今回は、少し短めですがクライマックスに向けて練り練りしながら書き進めたいと思っていますので、よろしくお願いします!

 パウロは遺跡から出て、整理のつかない頭を抱え夜の林を歩いていた。

 自分が見たフェニックス・へメロは幻だったのだろうか?

「月のマントを取り戻せ」と彼は言った。


 レリーフに描かれたものが、月のマントならば、エスペランサが手にしていたものが、まさにそれのはず・・・


 エスペランサに聞けばわかるのだろうか?何をどう説明すればいいのか?


 林を抜けて、遠くにセント・アンジェリカ教会への道が見えたとき、突然、丘を猛スピードで駆け下りる車列のライトが跳ねるように目に飛び込んだ。

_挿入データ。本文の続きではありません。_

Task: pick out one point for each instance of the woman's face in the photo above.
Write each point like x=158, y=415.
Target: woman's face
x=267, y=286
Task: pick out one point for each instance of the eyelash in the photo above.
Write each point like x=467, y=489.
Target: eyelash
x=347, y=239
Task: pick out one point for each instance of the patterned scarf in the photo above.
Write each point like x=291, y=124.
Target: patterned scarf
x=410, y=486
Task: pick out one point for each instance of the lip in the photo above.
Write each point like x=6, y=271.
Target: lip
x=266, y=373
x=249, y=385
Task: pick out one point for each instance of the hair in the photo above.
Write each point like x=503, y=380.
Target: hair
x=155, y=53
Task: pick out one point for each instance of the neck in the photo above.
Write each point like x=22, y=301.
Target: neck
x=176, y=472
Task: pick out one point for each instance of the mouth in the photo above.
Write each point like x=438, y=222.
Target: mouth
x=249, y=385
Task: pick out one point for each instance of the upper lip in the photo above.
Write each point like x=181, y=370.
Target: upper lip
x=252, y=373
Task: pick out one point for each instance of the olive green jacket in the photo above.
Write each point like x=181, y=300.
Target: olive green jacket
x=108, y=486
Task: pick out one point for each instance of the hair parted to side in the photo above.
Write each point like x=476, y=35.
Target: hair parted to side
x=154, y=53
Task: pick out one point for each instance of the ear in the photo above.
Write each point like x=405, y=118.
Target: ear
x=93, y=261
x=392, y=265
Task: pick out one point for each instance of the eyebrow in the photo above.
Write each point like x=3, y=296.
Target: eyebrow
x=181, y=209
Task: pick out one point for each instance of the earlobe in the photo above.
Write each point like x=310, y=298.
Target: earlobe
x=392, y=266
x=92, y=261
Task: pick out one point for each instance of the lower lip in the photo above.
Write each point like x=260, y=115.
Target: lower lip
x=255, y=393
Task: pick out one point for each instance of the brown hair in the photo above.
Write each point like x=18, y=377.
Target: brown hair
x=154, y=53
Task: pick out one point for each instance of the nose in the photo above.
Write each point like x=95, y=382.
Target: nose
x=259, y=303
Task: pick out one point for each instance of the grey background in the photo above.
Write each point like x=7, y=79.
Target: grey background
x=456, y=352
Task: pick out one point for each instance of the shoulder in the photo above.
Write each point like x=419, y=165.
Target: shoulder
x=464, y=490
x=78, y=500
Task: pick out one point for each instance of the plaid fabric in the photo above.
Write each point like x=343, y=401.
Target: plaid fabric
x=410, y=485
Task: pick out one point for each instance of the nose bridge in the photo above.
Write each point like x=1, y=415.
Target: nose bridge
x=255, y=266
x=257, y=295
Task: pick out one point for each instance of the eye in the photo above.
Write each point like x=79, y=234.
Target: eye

 月明かりに照らされた小道で、パウロは咄嗟に身を屈め、草むらに身を隠した。

 嫌な予感が全身を締め付ける。

 ――エスペランサ!

 心の中で叫びながら、息を呑み、彼は慌てて丘を駆け上がった。


 息を切らしながら教会に辿り着くと、嫌な予感は的中していた。


 扉の前に無造作に投げ出されたローラの骸が目に入ったのだ。

 先ほど見送った車列・・・カルテルの奴らか⁉襲撃されたのだ。


 パウロは教会の扉を跳ね開けて、中に入った。

 教会内は血の匂いが充満し、女たちの半数近くが血を流して倒れている。

 壁には銃弾の痕が生々しく残り、激しい戦闘の跡がそこかしこにあった。


 ――パン!

 銃声が響き、パウロの目の前の長椅子に着弾する。


「パウロだッ・・・」

「撃つな!神父のパウロ・ガウェインだ」

 パウロは屈んだ姿勢で女たちに声をかける。


 生き残った女たちから安堵の吐息が漏れるのを聞いて、パウロは立ち上がった。

「カルテルの奴らの仕業か?」

 問いかけるパウロに「どこに行ってたんですか!」責める口調で、色白で背の高い修道女が言った。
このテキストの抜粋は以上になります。